Richard Kamins – Step Tempest
By dynamically alternating moods and modes of expression the band keeps the performance captivating and the momentum taut… recording truly reflects the wide fluctuations of kismet especially in these trying times.
Hrayr Attarian -All About Jazz
Jazz is a shared reference, a musical education held in common for the members of Songs of Tales. However, calling them a jazz group is misleading and limiting. Their new album opens with the reverberating electric guitar of “Traure,” which paints a bleak, prickly sonic landscape descended from Ennio Morricone. New Orleans parade rhythms set the tempo for the lively “Burning Bright’s” avant-cacophony. “Awake” is dreamy, “Cinema” suggests an instrumental Tom Waits might have written (but didn’t). The Canadian quartet seamlessly brings together influences that span the world in a context anchored by a rock-solid rhythm section.
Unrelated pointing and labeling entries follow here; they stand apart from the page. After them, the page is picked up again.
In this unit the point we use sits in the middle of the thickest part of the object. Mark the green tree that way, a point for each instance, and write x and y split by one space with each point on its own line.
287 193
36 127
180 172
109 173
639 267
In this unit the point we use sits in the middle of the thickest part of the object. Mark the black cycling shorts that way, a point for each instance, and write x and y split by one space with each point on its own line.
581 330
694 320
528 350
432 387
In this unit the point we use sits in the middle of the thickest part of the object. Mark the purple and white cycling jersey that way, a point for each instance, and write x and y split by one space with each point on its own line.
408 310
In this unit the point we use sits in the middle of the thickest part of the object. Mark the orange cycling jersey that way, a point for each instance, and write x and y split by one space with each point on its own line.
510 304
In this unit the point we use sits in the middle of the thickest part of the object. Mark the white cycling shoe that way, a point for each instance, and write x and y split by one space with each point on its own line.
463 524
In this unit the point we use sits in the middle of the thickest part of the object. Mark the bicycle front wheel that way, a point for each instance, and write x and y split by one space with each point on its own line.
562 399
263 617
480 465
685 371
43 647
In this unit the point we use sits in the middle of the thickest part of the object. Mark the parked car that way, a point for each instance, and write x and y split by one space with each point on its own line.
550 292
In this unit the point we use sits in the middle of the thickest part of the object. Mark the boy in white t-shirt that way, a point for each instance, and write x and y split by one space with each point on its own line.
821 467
David Luhrssen – Shepherd Express
These four gifted and diverse musicians combine in Songs of Tales to create something unlike anything I’ve heard recently. The combination of guitar, violin and saxophone is not common and the fluid conversations among them are compelling, all glued together with the pulse and texture of Jean Martin’s thoughtful playing.
David Reed – Belleville Intelligencer
…a melange of various inspirations, ranging from Mingus to Ornette Coleman and some free elements and the end result is exciting and fresh and for sure worth checking out… ‘Life Is A Gong Show’ is all about variety and surprises, but it is as well a captivating and remarkable debut.
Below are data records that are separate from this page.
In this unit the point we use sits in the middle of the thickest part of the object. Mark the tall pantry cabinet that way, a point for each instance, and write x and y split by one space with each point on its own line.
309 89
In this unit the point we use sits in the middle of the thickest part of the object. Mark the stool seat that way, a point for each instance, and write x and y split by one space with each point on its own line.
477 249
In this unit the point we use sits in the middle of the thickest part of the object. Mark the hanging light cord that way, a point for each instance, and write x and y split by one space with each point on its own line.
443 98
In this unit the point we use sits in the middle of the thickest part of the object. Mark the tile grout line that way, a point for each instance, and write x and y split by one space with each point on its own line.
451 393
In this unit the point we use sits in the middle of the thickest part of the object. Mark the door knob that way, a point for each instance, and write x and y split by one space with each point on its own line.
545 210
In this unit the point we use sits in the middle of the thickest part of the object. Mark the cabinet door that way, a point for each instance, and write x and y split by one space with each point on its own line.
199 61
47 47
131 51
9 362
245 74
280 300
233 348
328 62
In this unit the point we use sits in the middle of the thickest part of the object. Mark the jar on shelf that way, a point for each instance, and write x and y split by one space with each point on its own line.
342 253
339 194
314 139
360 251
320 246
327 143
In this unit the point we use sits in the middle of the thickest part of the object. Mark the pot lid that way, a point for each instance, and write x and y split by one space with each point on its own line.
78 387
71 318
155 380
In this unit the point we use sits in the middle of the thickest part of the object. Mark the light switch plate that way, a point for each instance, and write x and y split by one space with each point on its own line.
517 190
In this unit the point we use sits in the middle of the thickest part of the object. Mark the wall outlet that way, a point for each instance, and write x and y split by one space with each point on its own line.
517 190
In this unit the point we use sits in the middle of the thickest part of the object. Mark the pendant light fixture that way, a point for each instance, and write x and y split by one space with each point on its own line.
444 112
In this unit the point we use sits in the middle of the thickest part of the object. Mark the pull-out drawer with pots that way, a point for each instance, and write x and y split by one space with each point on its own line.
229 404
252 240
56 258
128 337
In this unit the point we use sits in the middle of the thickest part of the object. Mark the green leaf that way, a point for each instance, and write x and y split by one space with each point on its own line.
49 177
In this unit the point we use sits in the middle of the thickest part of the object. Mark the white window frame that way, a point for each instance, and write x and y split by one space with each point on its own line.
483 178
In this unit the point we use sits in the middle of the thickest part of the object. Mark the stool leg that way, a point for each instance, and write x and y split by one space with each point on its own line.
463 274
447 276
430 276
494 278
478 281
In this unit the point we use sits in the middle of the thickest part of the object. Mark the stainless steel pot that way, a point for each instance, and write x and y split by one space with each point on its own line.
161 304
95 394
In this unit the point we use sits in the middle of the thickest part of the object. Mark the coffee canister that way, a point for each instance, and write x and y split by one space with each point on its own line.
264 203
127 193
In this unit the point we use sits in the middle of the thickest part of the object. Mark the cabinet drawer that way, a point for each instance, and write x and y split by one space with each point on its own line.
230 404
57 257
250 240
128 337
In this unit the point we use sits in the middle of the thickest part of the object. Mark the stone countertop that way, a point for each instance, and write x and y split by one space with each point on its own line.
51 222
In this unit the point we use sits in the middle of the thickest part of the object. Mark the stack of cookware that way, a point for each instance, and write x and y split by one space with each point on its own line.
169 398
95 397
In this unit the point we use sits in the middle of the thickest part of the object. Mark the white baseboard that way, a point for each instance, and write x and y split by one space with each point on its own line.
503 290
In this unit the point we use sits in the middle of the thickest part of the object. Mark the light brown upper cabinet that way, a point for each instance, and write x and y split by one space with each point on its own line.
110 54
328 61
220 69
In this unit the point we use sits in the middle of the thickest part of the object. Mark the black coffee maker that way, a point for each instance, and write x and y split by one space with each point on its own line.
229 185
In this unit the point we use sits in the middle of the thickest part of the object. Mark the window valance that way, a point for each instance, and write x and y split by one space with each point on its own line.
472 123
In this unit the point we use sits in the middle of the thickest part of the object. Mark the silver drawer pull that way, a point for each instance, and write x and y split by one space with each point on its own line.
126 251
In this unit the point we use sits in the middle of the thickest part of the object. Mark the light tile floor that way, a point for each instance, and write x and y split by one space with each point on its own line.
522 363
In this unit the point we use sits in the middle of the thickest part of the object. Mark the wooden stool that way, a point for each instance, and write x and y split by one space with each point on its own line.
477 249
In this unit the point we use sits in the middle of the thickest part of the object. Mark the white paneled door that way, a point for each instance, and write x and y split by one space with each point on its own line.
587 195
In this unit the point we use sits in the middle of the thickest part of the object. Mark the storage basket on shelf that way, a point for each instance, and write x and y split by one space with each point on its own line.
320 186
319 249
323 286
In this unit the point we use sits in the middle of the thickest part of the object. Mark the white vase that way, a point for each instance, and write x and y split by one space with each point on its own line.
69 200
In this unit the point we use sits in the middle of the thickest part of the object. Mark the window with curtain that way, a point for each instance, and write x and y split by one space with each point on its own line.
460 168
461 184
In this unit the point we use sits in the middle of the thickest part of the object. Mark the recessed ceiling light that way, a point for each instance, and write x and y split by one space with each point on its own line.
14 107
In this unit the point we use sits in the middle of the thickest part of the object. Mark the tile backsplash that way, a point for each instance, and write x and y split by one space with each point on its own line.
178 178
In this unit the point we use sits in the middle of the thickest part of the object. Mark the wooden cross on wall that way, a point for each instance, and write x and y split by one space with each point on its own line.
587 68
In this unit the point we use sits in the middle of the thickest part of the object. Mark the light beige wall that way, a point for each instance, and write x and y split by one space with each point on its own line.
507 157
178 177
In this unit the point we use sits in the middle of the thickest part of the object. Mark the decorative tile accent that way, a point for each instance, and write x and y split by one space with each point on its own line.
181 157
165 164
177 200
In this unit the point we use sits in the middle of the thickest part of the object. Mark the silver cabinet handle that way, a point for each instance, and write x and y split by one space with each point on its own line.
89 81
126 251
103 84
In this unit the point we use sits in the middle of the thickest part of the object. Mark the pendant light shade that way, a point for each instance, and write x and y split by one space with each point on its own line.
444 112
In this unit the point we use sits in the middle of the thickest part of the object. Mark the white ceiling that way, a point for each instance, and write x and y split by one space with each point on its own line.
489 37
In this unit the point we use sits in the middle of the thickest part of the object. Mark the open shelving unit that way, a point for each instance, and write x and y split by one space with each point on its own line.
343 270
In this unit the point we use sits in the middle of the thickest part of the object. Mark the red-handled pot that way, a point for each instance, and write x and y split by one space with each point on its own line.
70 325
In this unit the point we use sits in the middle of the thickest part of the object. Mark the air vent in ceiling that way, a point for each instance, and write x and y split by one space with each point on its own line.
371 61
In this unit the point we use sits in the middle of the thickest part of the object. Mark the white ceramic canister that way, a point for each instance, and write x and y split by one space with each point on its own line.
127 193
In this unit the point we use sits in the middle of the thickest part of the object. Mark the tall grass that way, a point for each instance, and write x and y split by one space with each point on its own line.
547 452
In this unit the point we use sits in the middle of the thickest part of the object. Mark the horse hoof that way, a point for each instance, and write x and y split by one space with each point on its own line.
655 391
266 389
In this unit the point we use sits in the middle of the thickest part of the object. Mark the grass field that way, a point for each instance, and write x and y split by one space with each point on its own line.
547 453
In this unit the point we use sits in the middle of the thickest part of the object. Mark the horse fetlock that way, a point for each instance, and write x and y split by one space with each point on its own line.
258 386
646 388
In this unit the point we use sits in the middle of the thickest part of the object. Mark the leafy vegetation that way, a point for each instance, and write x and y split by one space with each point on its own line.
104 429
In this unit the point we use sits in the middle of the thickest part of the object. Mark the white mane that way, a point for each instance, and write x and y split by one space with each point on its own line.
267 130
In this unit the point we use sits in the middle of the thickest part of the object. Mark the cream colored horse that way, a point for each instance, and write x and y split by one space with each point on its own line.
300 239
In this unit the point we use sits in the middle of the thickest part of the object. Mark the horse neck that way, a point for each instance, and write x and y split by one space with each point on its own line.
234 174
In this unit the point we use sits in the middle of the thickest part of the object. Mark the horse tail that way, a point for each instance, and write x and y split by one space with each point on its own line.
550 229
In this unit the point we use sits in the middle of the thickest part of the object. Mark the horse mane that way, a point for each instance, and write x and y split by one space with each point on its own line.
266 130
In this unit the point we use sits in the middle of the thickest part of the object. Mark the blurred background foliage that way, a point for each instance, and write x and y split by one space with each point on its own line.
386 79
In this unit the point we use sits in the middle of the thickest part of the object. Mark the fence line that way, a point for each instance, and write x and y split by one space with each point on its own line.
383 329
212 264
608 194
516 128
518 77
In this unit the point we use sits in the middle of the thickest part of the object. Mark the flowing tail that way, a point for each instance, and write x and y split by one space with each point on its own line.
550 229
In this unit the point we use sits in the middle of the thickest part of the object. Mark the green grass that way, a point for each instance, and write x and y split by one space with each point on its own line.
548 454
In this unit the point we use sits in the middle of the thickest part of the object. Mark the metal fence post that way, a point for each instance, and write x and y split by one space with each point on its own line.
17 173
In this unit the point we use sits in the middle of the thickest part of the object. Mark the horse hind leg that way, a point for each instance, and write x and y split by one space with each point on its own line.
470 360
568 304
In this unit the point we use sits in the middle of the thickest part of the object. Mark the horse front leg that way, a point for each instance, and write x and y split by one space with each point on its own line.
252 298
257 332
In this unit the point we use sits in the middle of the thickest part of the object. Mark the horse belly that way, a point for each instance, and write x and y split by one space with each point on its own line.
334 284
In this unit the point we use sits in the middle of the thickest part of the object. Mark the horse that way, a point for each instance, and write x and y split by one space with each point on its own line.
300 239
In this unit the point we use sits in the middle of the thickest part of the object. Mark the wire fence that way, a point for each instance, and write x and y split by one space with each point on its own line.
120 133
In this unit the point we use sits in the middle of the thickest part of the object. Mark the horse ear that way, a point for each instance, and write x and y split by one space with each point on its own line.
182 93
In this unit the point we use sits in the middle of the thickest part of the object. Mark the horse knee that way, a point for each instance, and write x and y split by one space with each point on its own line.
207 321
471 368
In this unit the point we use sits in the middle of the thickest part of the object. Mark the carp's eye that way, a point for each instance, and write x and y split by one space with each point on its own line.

Today, a lot of interesting work has come over from Canada. The Songs Of Tales group provides a new colorful proof of this with "Life Is Gong Show”
Georges Tonla Briquet – Jazzenzo (Netherlands – via Google Translate)
The unique instrumentation on 11 uncommon compositions is thoroughly entertaining, bewitching and memorable, ripe for repeated listening… this could be construed as jazz for people who don’t like jazz. Its tentacles reach deep into prog, world and soundtrack-styled mysticism.
Mike Greenblatt – Goldmine: The Music Collector’s Magazine
The compositions allow the full breadth of each individual's instrument to weave and connect together in a sculptural way that encompasses several styles and genres of the musical spectrum. The key element here is fluidity, and this is achieved by Songs of Tales' unique sense of eclecticism that embodies the essence of the sounds produced.
Marty Delia – The Jazz Music Blog
The team likes to focus on big backbeats and grooves, throwing in melodies ranging from American folksy themes such as on “Sun Sets In The West” to a Middle Eastern Vaudeville on the wild ride of “Jojis” with oud and tenor sax vying for attention. Eastern European themes are well scribed by Zubot’s violin with dark colors yearning on “Traure” while Martin punches out some sharp kinetic ricochet’s for Cancura’s tenor on “Burning Bright”. Electric guitar, breathy sax and folksy violin create a warm campfire on “Awake” and the team gets fun and funky for “Non Fiction” while displaying a 50s rock feel on “Sideways”. A panoply of a musical pleasures.
George W. Harris – Jazz Weekly
Can you be award winners in the mainstream and still be underground sensations? Gordon Grdina and this edition of his pals seem to prove it so. A worldly jazz outing (as opposed to strictly world), this bunch takes you on excursions that contradict it's smart ass title as the depth and focus are mind blowingly progressive.